06/01/2016 (modifier)
L'avatar du posteur eric2vzoul

On frise la perfection… Bien sûr, dans son scénario, Xavier Dorison joue une partition bien connue : la confrontation entre l'ancien et le moderne, le choc entre ceux qui agissent pour l'honneur et ceux que rien ne motive que leur intérêt, une course poursuite haletante autour d'une Bible en langue vulgaire… Ces ficelles scénaristiques ont si souvent servi qu'elles pourraient être définitivement émoussées. Mais Dorison est un maître ; à l’instar de son héros, il garde le sens de l'aventure.
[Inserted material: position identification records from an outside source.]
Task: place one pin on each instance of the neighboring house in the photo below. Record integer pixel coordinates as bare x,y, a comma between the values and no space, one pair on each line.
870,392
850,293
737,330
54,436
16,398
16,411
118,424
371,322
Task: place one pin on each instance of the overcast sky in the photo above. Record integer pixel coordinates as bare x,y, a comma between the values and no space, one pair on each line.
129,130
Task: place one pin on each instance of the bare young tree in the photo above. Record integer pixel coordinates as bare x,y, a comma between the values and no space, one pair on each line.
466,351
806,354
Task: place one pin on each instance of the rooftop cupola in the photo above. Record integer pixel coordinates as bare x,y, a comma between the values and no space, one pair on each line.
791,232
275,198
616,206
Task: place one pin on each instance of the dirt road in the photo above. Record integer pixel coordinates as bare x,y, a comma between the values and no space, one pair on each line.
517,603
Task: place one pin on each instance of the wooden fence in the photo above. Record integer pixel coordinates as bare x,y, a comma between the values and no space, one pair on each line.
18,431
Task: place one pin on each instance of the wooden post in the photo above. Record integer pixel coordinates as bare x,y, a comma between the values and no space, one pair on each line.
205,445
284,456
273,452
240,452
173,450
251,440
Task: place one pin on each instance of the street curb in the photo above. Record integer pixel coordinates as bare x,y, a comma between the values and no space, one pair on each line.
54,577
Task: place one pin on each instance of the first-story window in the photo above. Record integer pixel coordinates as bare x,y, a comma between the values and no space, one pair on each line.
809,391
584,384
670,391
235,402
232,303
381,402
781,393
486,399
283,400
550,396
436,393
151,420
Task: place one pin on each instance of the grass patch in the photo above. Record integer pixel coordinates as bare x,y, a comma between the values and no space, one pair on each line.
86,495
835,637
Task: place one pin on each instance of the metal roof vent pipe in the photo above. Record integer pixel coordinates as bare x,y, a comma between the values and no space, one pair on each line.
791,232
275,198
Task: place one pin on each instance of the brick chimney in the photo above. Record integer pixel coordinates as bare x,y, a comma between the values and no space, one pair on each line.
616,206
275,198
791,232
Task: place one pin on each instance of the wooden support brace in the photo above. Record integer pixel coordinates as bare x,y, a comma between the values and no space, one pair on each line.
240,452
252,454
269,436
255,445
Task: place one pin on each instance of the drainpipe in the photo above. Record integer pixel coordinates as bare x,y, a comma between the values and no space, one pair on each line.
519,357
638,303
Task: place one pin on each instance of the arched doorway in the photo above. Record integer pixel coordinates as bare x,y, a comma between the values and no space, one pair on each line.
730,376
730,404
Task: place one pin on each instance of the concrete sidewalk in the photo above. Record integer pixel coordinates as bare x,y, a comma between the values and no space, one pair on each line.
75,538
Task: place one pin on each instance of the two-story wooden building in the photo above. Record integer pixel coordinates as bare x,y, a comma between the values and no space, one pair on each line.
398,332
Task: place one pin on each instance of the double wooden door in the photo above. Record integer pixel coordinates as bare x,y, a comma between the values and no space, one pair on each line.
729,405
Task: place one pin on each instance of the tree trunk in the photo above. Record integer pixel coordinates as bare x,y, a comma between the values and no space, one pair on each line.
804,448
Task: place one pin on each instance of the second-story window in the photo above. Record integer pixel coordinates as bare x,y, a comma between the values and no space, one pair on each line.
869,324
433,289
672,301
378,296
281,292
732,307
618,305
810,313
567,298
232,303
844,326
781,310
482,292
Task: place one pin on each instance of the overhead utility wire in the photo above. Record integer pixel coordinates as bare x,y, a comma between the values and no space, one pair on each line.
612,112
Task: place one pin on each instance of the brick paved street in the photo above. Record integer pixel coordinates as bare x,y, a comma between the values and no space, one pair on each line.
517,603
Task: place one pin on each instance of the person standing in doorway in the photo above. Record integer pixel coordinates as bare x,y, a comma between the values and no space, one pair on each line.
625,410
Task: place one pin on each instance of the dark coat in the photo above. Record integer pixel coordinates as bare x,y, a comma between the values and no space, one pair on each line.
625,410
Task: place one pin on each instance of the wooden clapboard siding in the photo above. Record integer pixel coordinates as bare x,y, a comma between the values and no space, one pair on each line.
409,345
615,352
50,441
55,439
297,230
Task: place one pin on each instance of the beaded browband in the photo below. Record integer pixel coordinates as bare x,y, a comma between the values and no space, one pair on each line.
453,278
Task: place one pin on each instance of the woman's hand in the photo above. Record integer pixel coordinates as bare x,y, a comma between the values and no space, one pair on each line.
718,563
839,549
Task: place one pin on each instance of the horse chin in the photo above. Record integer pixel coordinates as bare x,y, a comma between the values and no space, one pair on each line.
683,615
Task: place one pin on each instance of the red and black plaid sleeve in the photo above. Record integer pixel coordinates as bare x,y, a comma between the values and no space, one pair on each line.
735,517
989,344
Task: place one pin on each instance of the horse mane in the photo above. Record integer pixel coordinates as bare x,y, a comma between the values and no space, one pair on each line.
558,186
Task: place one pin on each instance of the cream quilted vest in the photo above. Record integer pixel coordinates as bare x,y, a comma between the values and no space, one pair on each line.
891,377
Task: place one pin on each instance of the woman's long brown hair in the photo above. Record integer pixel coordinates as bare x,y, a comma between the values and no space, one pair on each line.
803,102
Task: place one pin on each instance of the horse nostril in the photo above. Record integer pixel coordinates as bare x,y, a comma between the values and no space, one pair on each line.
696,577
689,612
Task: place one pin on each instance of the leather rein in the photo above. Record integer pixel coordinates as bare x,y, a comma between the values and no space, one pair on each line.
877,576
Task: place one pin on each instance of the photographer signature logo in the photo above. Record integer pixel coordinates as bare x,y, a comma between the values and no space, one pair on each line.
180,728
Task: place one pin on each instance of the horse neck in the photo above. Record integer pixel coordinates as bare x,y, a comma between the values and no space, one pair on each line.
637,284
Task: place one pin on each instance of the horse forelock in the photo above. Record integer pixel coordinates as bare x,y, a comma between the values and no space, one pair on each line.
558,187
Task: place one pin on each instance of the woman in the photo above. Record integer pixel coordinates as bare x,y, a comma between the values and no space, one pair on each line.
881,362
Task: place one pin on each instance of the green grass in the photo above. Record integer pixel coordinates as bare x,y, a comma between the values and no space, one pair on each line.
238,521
Alors pourquoi changer une recette gagnante alors qu'il suffit de faire un petit pas de côté pour en raviver le piquant ? Il réussit donc le tour de force de réactiver une trame classique dans une histoire impeccablement rythmée, qui suit un fil implacable de la première à la dernière planche de cet excellent one-shot. Les personnages, tout en conservant le rôle stéréotypé que leur assigne l'auteur, offrent tous une complexité et une profondeur inattendues ; même les second rôles ont une densité qui les rend humains (ou inhumains, c'est selon). Les rebondissements sont certes attendus, mais rien ne se déroule exactement comme prévu et chaque séquence parvient malgré tout à étonner le lecteur ravi. Quant au manuscrit de la Bible traduite en français, il s'avère être bien plus qu'un MacGuffin… L'autre coup de génie est d'avoir situé le récit à une époque qui n'a été que rarement traitée en bandes dessinées. Le début du XVIe siècle est pourtant fascinant : la Renaissance, l'esprit humaniste, la Réforme, les prémices des guerres de religion offrent un cadre passionnant. Autre originalité : alors que la peinture de cette époque privilégie d'habitude les milieux urbains, l'action du Maître d'Armes se déroule dans les montagnes reculées du Sud Jura, entre des falaises enneigées et des forêts inquiétantes. Aux pinceaux, Joël Parnotte apporte à l'album ce qu'il faut de réalisme, avec un sens très maîtrisé des ambiances, du mouvement dans les combats et des cadrages. J'ai aimé ses premières œuvres, Hong Kong Triad, Les Aquanautes et Un Pas vers les Etoiles, puis je l'ai perdu de vue durant quelques années, puisque je suis passé à côté de la série Le Sang des Porphyre. Et là, je redécouvre un auteur qui a beaucoup gagné en assurance, dont le talent explose. À mon sens, Le Maître d'Armes est un des meilleurs albums paru cette année, qui fut pourtant un bon millésime. Du très grand art, vraiment.